"How to Speak New Media," interview by Daniel Palmer.
Real Time, Issue 44, August-September, 2001, p25.
Daniel Palmer: What are the advantages of a formal analysis of media, as against, say, empirical studies or philosophical speculation?
Lev Manovich: New media artists, designers as well as museums and critics need terms to talk about new media work. We can talk about a painting using such terms as “composition,” “flatness,” “color scheme’ etc.; and we can talk about a film using such terms as “plot,” ‘cinematography,” “editing,” “camera movements.” With new media, the discourse so far focuses on two extremes: either purely industrial terms such as “Flash animation” or “JPEG image” or “VRML scene” (which all describe software used and don’t tell you much about the work’s poetics and the user’s experience of it), or rather abstract theoretical terms which were all created during the previous historical period (between 1968 and 1989, i.e. between student revolution of 1968 and the Fall of Berlin Wall and the end Soviet Communism) such as “rhizome,” “panopticum,” “simulation.” I would like to help develop a vocabulary, which will fill the gap in between these two extremes.
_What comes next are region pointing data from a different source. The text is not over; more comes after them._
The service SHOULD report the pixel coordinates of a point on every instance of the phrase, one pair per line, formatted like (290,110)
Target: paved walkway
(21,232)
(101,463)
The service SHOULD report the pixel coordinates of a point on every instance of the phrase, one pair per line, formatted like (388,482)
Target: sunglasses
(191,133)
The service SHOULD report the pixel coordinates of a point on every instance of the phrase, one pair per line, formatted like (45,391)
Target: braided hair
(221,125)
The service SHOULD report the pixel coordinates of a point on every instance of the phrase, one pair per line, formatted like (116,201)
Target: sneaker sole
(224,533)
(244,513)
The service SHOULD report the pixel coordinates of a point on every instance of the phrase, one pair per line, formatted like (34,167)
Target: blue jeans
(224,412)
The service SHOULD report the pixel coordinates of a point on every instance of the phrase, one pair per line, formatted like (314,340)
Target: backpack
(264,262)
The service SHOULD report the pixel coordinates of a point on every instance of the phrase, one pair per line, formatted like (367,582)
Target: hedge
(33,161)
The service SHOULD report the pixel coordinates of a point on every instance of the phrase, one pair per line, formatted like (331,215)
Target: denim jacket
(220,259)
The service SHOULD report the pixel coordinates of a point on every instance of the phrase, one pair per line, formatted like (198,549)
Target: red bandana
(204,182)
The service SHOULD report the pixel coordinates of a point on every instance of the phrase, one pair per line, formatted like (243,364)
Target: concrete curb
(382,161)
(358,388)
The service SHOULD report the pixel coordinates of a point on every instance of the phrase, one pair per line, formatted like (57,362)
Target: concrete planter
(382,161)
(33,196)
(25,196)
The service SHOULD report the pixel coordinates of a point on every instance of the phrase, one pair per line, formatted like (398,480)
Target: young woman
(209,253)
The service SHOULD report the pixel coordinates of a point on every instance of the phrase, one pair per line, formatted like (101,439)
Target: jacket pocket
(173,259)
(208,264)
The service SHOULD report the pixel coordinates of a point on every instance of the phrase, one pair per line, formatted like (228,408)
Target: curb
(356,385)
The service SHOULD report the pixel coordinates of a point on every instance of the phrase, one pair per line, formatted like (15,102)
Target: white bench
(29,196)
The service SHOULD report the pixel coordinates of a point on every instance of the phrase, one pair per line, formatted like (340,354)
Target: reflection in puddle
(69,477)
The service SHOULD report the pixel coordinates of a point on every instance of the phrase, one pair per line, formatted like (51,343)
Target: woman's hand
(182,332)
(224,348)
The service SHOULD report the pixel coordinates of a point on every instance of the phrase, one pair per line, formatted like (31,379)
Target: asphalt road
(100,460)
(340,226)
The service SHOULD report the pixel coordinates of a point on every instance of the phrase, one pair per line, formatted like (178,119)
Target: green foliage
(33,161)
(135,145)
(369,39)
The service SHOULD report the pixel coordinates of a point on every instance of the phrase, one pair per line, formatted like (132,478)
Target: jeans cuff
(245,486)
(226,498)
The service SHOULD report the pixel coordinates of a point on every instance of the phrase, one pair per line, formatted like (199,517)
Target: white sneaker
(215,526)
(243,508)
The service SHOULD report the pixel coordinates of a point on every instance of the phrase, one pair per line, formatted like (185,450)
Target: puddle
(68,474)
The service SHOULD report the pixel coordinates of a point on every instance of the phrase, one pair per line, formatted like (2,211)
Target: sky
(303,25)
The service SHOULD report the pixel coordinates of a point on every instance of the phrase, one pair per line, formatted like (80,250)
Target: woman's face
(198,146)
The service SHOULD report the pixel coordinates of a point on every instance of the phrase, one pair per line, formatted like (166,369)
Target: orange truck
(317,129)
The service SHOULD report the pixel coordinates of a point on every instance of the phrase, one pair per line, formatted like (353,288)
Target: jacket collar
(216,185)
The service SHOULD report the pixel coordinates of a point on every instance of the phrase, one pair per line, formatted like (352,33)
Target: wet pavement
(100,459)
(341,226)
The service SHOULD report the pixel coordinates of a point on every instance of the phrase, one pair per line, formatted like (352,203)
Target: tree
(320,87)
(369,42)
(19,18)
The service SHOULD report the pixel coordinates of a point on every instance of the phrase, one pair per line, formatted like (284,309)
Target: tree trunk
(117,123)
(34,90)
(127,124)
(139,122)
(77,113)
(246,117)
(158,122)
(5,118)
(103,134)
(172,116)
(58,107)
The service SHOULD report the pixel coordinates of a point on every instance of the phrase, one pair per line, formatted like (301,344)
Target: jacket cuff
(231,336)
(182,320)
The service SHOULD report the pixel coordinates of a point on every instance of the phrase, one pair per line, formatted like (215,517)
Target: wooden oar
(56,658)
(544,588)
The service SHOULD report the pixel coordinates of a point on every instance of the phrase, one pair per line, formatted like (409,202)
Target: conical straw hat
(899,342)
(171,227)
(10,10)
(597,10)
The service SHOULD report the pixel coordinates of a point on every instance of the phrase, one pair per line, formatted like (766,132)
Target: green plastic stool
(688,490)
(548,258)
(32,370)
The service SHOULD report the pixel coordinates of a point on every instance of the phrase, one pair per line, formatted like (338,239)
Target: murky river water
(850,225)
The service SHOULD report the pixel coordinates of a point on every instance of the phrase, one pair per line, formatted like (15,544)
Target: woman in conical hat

The focus on my work is on trying to come up with new terms, which can be used to talk about the works – both their formal construction and also the interaction between the work and the user. So, to be more precise, my analysis is not strictly formal as it also concerns with what literary theory has called “reader’s response.” In other words, I am also interested to have terms to talk about user’s experience of new media.